Taking the 2×2 beam as an example, by establishing a physical model of the ultrafast beam smoothing scheme based on the rotation arrangement of phase plates, the effects of parameters of phase plates, beam arrangement, spatial wavefront distortion, and spatial deviation of laser beams on beam smoothing are analyzed.

Through calculation and simulation, the effects of parameters of phase plates, beam arrangement, spatial wavefront distortion, and spatial deviation of laser beams on beam smoothing are first investigated, the smoothing effect when the scheme is combined with the traditional beam smoothing scheme is then analyzed, and finally the influence of spatial deviation in the actual system on beam smoothing is studied. The simulation results show that when the peak valley (PV) value of the phase plate is 2λ3λ, it can not only ensure the beam smoothing effect of the scheme, but also avoid the excessive energy loss caused by wavefront distortion (Fig. 4). In addition, changing the arrangement of phase plates has little effect on the smoothing effect of the scheme (Fig. 5). When the PV value of phase distortion does not exceed 3λ, the scheme can show a better smoothing effect, and at the same time, the energy utilization rate of continuous phase plate (CPP) is less reduced (Fig. 6). Moreover, the combination of beam smoothing schemes based on the rotation arrangement of phase plates and smoothing by two-dimension spectral dispersion(2D-SSD) can further improve the smoothing effect of the target plane (Fig. 7). Finally, this scheme also has a large tolerance for spatial deviation (Fig. 8).

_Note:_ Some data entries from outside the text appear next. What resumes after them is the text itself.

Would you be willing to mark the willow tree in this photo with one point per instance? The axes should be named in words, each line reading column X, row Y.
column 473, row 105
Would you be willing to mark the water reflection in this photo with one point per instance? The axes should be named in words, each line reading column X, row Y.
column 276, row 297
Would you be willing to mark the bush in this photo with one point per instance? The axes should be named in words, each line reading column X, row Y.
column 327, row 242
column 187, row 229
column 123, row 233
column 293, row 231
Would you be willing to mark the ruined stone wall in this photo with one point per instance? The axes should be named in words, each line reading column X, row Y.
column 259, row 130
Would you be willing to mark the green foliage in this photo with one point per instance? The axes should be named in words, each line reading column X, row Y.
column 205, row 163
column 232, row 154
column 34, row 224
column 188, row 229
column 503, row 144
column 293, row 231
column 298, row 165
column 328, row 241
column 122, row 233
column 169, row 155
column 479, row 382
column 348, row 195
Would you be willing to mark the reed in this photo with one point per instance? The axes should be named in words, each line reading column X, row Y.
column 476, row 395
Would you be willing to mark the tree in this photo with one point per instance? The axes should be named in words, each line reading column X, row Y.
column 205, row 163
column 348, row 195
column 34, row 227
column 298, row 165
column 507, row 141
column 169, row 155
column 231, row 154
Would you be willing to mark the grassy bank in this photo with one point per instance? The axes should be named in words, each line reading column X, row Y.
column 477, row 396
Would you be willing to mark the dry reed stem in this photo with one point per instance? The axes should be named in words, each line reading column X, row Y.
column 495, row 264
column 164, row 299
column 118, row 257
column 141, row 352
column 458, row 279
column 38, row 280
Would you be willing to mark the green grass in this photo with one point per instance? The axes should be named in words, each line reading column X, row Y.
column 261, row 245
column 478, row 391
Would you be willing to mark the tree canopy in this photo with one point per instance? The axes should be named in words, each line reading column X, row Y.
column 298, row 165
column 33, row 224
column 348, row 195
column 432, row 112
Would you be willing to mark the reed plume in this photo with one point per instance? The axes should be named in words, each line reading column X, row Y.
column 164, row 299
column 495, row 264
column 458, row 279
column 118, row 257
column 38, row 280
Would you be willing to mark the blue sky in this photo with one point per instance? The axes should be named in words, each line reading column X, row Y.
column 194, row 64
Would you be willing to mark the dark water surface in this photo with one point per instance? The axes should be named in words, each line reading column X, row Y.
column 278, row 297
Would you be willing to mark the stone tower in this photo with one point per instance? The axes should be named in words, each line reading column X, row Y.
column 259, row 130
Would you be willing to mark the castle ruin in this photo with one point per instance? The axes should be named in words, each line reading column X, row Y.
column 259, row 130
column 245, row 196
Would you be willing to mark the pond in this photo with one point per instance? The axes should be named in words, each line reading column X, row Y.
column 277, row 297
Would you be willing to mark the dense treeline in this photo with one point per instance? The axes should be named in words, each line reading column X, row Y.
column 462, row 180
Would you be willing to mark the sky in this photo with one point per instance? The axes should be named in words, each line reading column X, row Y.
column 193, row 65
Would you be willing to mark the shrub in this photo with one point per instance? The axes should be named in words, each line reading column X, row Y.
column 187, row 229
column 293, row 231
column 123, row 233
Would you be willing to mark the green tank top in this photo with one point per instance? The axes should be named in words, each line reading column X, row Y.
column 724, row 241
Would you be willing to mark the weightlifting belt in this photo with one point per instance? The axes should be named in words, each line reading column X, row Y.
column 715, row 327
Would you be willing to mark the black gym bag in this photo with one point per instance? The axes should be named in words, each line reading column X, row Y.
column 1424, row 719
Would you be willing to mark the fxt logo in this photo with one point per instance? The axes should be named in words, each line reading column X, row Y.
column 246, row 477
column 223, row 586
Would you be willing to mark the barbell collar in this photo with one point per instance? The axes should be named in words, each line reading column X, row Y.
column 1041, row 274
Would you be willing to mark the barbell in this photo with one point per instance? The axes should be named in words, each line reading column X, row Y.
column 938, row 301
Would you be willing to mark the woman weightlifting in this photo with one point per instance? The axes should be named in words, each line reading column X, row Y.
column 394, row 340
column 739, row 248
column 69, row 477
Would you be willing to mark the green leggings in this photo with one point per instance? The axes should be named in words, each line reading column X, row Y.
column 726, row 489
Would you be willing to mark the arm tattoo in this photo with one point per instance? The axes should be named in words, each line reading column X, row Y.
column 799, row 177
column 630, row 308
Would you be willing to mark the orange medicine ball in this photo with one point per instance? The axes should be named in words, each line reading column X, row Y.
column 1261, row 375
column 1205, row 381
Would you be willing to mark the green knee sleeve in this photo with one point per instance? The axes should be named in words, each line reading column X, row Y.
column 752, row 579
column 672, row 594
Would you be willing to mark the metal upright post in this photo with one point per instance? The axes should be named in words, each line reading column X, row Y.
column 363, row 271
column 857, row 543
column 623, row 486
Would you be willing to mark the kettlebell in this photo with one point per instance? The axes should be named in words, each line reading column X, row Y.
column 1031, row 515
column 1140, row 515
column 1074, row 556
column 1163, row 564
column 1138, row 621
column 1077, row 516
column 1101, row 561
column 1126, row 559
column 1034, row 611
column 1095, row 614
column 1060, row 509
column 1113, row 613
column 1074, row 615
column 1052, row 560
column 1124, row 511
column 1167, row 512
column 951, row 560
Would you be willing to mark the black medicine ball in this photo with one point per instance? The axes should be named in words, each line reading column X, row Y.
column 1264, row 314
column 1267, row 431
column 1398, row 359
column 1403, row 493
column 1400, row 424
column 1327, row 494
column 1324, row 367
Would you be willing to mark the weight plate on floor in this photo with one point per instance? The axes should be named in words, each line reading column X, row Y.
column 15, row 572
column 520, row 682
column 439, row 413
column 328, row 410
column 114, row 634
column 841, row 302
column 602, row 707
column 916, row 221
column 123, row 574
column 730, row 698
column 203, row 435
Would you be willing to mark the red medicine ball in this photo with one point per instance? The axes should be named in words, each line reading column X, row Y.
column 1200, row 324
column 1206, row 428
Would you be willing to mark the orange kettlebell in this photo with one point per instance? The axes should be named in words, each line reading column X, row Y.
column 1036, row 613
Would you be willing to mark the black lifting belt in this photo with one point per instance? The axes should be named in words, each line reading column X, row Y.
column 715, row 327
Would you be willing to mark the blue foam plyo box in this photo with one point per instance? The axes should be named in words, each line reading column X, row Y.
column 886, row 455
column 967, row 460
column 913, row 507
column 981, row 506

This paper proposes an ultrafast beam smoothing scheme based on the rotation arrangement of phase plates. By rotationally arranging the phase plates with a rotational asymmetric distribution in the laser quad, different spatial phase modulations are first provided for each sub-beam in the laser quad. Then the dynamic interference of the sub-beams with a certain wavelength difference on the target plane makes the speckles within the focal spot sweep rapidly in multiple directions and multiple dimensions, so as to achieve the goal of improving the uniformity of the focal spot in the picosecond time scale. On this basis, the effects of parameters of phase plates, beam arrangement, spatial wavefront distortion, and spatial deviation of laser beams on beam smoothing are analyzed. The results show that in the ultrafast beam smoothing scheme based on the rotation arrangement of phase plates, only the same phase plates with a rotational asymmetric distribution are required to be processed at the same time, which can lower the design and processing difficulty of phase plates. In addition, this scheme is little affected by spatial wavefront distortion, beam arrangement, and spatial deviation of laser beams. Combining the beam smoothing scheme based on the rotation arrangement of phase plates proposed in this paper with the traditional beam smoothing schemes can significantly improve the uniformity of focal spots within a few picoseconds, which can be an effective supplement to the traditional beam smoothing schemes.